I don't read many books that are singularly romance novels, though I AM a hopeless romantic--I like my romantic suspense novels and I HAVE indulged in few romantic comedies and like to enjoy other genres if they happen to have a side of romance to accompany them.

I read this book because it is listed as the first book in the Doucet romantic suspense series and introduces to us the first Doucet sibling, Remy, as well as mentioning the protagonist of the second Doucet book, Lucky.  I came across the last book in this series A Thin Dark Line at a warehouse sale and had bought it in tandem with several other warehouse sale books (17 books bought for $7, yo!).  And so with the interest in the series itself and my OCD-ness for reading book series in their proper order...
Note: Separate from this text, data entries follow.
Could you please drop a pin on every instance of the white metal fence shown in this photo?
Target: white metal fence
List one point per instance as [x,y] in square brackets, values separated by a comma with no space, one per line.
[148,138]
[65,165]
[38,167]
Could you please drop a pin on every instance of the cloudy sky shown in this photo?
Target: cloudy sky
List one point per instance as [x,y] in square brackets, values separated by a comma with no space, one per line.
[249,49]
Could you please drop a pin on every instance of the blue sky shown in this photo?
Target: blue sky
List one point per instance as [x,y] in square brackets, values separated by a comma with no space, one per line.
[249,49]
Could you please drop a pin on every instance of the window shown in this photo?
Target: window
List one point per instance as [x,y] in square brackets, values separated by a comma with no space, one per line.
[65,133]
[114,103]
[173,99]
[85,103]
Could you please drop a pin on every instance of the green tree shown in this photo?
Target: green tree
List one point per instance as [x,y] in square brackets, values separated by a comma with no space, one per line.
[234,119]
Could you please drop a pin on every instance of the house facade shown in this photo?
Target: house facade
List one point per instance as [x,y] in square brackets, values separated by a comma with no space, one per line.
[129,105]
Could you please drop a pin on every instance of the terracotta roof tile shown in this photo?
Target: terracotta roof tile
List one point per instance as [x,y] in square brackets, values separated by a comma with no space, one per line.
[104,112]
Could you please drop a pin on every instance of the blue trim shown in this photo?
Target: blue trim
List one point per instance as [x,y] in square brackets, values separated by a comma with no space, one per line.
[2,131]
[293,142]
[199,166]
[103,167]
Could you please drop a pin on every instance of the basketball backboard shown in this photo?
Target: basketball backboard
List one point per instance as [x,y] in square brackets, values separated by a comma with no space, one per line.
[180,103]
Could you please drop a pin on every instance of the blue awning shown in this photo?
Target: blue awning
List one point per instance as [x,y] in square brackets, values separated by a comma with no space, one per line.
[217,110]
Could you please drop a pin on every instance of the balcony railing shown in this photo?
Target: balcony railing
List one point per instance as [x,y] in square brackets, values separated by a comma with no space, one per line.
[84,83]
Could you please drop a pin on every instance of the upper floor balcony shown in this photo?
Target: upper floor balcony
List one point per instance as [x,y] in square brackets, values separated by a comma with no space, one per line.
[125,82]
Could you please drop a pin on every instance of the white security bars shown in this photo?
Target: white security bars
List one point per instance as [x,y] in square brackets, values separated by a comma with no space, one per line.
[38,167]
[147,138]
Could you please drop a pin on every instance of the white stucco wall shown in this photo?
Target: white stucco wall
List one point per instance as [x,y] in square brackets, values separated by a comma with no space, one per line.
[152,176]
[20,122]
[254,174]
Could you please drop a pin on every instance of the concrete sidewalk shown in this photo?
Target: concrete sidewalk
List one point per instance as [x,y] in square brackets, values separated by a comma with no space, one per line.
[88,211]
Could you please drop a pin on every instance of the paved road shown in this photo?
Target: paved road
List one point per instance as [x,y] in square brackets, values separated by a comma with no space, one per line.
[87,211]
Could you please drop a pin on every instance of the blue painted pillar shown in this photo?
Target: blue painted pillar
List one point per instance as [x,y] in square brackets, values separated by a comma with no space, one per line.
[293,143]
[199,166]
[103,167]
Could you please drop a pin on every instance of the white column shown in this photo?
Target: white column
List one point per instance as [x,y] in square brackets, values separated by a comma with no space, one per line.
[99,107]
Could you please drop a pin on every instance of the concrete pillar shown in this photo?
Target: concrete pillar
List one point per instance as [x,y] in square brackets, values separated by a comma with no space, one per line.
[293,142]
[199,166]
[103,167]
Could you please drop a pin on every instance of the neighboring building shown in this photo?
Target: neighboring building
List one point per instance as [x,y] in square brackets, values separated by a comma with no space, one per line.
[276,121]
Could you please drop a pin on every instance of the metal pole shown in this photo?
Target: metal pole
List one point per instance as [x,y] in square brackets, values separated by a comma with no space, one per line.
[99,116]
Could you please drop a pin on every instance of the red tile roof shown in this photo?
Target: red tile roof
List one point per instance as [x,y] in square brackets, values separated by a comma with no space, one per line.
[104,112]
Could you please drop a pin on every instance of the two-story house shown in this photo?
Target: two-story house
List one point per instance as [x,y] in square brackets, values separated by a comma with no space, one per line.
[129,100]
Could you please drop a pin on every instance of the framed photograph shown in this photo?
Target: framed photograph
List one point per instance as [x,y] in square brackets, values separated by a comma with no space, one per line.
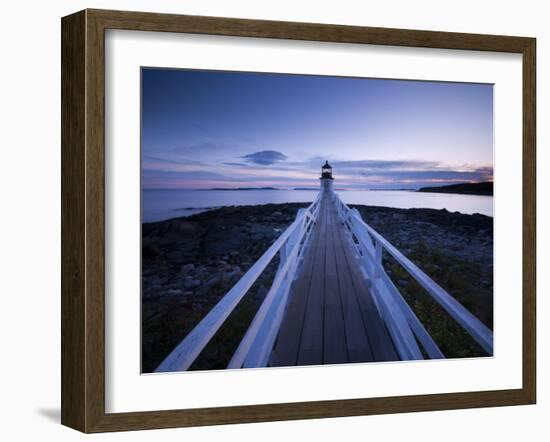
[270,220]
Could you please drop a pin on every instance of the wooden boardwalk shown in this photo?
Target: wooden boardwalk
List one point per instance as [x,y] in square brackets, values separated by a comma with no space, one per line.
[331,316]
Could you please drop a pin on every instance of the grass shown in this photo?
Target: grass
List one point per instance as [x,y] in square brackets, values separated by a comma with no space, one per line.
[460,279]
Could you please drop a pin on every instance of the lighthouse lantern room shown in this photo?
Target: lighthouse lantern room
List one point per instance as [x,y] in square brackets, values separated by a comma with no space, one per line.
[326,177]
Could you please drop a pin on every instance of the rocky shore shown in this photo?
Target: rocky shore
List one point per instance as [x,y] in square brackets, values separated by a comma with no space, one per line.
[189,263]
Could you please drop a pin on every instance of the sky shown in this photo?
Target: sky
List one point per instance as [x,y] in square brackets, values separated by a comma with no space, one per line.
[216,129]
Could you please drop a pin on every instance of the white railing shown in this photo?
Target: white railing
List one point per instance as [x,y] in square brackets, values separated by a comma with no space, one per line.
[257,343]
[405,328]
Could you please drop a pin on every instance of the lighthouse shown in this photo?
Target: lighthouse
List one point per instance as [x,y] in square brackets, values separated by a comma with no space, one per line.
[326,177]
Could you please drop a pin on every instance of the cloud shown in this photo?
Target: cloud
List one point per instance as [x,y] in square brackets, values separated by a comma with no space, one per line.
[264,157]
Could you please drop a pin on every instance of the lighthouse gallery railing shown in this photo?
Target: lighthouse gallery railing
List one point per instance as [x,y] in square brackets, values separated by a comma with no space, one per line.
[255,347]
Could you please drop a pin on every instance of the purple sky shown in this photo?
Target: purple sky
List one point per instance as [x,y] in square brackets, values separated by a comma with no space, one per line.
[203,129]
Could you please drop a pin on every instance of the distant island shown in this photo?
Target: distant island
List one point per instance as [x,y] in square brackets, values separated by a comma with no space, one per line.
[242,188]
[483,188]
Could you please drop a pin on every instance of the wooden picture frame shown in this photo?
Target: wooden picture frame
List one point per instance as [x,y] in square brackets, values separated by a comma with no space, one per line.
[83,220]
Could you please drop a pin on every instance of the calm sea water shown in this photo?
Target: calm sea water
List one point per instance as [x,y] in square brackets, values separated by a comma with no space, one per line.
[158,205]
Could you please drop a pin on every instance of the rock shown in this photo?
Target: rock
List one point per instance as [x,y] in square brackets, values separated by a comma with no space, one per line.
[187,268]
[189,284]
[150,252]
[220,242]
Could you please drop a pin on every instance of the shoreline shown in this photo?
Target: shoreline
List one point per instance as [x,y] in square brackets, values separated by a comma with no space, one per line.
[199,210]
[189,263]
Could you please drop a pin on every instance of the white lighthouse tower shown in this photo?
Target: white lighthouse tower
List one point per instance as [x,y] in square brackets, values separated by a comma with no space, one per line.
[326,178]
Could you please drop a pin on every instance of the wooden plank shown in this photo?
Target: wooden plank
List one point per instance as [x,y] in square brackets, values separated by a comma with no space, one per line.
[334,341]
[311,343]
[356,335]
[379,338]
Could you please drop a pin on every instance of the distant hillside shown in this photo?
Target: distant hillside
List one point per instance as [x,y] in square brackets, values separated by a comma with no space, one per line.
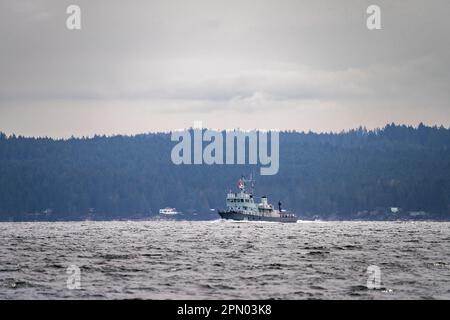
[358,174]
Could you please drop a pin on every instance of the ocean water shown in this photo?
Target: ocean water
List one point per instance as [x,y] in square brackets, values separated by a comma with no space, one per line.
[224,260]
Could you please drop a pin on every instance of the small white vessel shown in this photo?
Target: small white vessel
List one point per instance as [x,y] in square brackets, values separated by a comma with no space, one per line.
[169,211]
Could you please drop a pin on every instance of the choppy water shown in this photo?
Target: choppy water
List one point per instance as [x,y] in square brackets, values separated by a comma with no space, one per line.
[222,259]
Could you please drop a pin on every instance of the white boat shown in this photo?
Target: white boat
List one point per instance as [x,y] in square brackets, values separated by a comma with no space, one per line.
[168,211]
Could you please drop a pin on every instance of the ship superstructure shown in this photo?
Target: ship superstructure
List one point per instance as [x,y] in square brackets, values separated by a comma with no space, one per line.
[242,206]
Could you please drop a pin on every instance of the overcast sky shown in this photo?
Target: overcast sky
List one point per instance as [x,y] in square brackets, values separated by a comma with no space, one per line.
[140,66]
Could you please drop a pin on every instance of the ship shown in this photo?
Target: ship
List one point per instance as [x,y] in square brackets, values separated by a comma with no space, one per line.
[168,211]
[241,206]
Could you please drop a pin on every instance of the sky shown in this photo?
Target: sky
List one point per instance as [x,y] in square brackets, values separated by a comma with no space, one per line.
[145,66]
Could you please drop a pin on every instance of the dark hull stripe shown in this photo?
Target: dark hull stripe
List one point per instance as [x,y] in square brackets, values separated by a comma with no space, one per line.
[230,215]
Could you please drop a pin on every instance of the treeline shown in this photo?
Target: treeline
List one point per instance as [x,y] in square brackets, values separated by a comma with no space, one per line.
[394,172]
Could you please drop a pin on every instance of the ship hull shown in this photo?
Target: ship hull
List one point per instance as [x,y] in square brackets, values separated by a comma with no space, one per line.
[238,216]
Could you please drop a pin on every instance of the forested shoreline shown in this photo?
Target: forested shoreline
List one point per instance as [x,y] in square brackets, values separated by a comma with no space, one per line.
[396,172]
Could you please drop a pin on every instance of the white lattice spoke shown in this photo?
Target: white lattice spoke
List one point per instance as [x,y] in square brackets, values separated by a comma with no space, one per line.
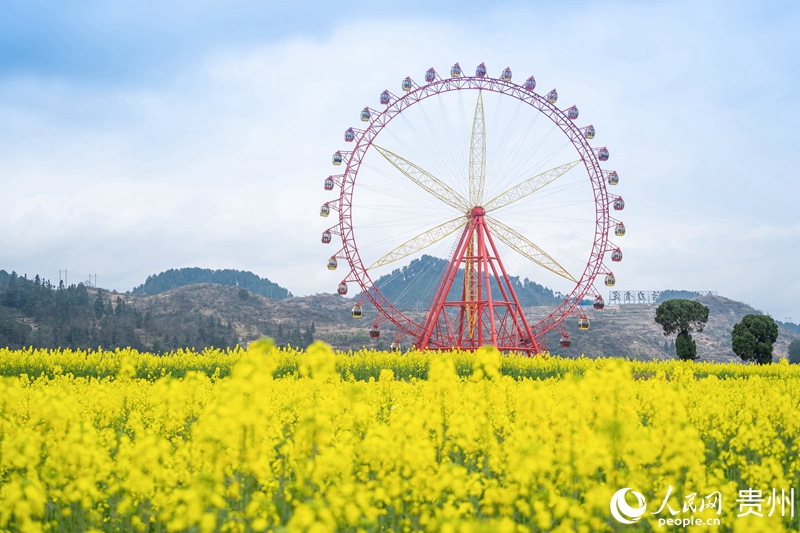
[526,248]
[529,186]
[425,179]
[477,154]
[421,241]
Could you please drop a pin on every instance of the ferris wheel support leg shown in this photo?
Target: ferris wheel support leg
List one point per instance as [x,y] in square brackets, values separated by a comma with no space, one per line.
[485,262]
[518,316]
[444,289]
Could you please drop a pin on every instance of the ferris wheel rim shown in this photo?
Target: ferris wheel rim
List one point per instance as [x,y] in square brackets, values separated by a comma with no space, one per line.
[364,140]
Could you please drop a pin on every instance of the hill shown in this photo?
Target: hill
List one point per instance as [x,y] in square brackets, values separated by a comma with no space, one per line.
[412,287]
[631,331]
[35,313]
[181,277]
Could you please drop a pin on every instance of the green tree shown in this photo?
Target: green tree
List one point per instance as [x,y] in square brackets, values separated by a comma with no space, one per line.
[682,316]
[754,337]
[794,352]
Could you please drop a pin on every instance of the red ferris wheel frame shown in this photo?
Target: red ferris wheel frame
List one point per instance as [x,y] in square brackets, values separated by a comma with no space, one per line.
[519,335]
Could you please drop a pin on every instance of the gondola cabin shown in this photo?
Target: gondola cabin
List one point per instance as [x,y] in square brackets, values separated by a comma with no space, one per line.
[565,341]
[374,331]
[530,84]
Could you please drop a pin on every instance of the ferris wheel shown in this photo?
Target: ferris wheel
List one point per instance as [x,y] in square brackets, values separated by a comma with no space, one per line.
[477,171]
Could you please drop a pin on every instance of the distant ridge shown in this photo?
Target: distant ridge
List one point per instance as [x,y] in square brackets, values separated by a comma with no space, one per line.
[181,277]
[412,287]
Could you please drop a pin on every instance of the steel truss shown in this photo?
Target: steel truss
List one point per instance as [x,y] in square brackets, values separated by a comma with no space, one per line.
[478,317]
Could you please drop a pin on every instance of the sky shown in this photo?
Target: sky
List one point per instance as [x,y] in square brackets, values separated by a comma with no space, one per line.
[139,137]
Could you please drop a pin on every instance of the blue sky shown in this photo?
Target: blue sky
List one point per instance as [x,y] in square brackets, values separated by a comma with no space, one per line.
[140,137]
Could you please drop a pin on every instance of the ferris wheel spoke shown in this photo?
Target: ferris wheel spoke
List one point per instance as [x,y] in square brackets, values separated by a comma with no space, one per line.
[421,241]
[529,186]
[425,179]
[477,154]
[526,248]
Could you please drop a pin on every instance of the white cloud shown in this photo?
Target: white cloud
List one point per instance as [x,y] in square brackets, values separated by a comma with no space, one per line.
[222,167]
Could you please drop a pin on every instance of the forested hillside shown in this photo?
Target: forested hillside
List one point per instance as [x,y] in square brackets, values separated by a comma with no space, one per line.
[181,277]
[33,312]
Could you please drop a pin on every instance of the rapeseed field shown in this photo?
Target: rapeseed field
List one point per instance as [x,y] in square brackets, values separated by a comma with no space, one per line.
[289,440]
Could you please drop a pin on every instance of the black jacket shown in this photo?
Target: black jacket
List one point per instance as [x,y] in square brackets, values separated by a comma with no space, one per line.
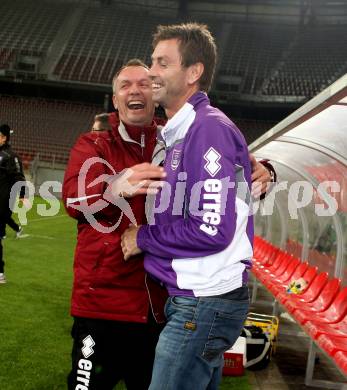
[11,171]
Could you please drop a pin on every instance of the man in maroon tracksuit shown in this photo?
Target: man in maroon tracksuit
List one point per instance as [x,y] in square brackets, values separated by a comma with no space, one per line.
[117,309]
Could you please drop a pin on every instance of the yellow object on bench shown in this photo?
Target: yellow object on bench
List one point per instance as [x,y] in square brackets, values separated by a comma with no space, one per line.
[269,325]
This book presents as a pretty traditional, standard romance novel with lots of lusting, lots of emotions being flung around, and some angst to wrap it all up.  I'm not going to say that I didn't enjoy it, but it wasn't the best book in the world.  The beginning of the book was kind of aggravating, but the story got better as the book progressed, so I'm not complaining too much--I might have taken offense to Remy's whole spiel about how women should know how to cook and clean and take care of children and automatically, naturally have maternal instincts and how it's absurdly ridiculous that Danielle doesn't have any of these qualities.

If fictional characters were tangible, I may have kicked the man in the shins myself, so I took pleasure in watching the kids do it for me.

Speaking of the kids... this is how I know this book is purely fictional and written in an old-fashioned sense geared toward a warm-hearted audience.  It utilizes the whole "kids do the darnedest things" cliche in the most comically unbelievable fashion to create endearment towards the book.  Because it's fun to watch a bunch a kids wreak havoc in the fictional world so long as some nice guy can come by and fix their behavior without resorting to hiring a drill sergeant.  In real life, behavior like that probably wouldn't fly no matter how rich you are.

Overall, this book made for a good few hours of entertainment.

This review was originally posted at Ani's Book Abyss / BookLikes in September 2014.